Finite-difference method for solving of a nonlocal boundary value problem for a loaded thermal conductivity equation of the fractional order

We study a nonlocal boundary value problem in a rectangular area for a one-dimensional in a spatial variable of the loaded heat fractional conductivity equation with a heat capacity concentrated at the boundary. The problem is considered as a mathematical model, arising, in particular, in the practice of regulating the salt regime of soils with a fractal organization, when the lamination of the upper layer is achieved by drain layer of the water from the surface of an area flooded for some time. The main research method is the method of energy inequalities. An a priori estimate is obtained by the assumption of the existence of a regular solution to the differential problem, which implies the uniqueness and continuous dependence of the solution from the input data of the problem. A difference scheme of the second order of approximation by the grid parameters is put on a uniform grid by correspondence with the differential problem.

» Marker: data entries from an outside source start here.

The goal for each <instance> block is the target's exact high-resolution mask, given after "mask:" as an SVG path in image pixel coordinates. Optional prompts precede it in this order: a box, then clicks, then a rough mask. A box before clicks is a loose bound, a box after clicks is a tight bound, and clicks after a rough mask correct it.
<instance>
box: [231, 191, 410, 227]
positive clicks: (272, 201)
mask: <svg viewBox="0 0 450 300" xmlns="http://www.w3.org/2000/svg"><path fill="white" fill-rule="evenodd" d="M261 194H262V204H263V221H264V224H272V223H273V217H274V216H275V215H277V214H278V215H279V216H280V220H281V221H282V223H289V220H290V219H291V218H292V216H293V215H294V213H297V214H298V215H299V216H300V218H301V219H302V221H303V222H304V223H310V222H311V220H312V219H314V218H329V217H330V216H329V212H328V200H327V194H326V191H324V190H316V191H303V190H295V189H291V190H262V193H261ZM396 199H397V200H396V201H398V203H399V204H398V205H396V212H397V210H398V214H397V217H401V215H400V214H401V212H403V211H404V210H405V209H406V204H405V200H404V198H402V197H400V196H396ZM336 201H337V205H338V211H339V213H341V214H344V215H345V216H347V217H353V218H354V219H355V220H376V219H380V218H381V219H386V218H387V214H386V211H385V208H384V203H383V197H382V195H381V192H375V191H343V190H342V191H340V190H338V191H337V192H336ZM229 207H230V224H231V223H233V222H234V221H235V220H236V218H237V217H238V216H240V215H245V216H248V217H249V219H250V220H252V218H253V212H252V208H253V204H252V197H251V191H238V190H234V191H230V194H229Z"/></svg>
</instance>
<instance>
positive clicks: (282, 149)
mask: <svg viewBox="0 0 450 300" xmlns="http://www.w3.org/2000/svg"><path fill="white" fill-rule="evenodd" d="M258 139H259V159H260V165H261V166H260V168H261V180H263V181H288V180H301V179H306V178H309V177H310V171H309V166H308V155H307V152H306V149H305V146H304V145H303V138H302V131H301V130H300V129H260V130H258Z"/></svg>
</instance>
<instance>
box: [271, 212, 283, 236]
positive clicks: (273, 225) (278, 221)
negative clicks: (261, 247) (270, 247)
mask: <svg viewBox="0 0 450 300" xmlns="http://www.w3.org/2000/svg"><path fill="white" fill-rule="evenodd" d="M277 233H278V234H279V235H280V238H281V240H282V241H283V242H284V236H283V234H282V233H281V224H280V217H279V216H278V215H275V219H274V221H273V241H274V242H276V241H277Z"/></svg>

Under the assumptions of the existence of a regular solution to the differential problem, an a priori estimate is obtained, which implies the uniqueness and continuous dependence of the solution on the right side and the initial data. By virtue of the linearity of the problem under consideration, the received inequality allows us to assert the convergence of the approximate solution to the exact one (assuming that the latter exists in the class of sufficiently smooth functions) with a rate equal to the order of the approximation error. The numerical experiments are carried out to illustrate the recieved theoretical results.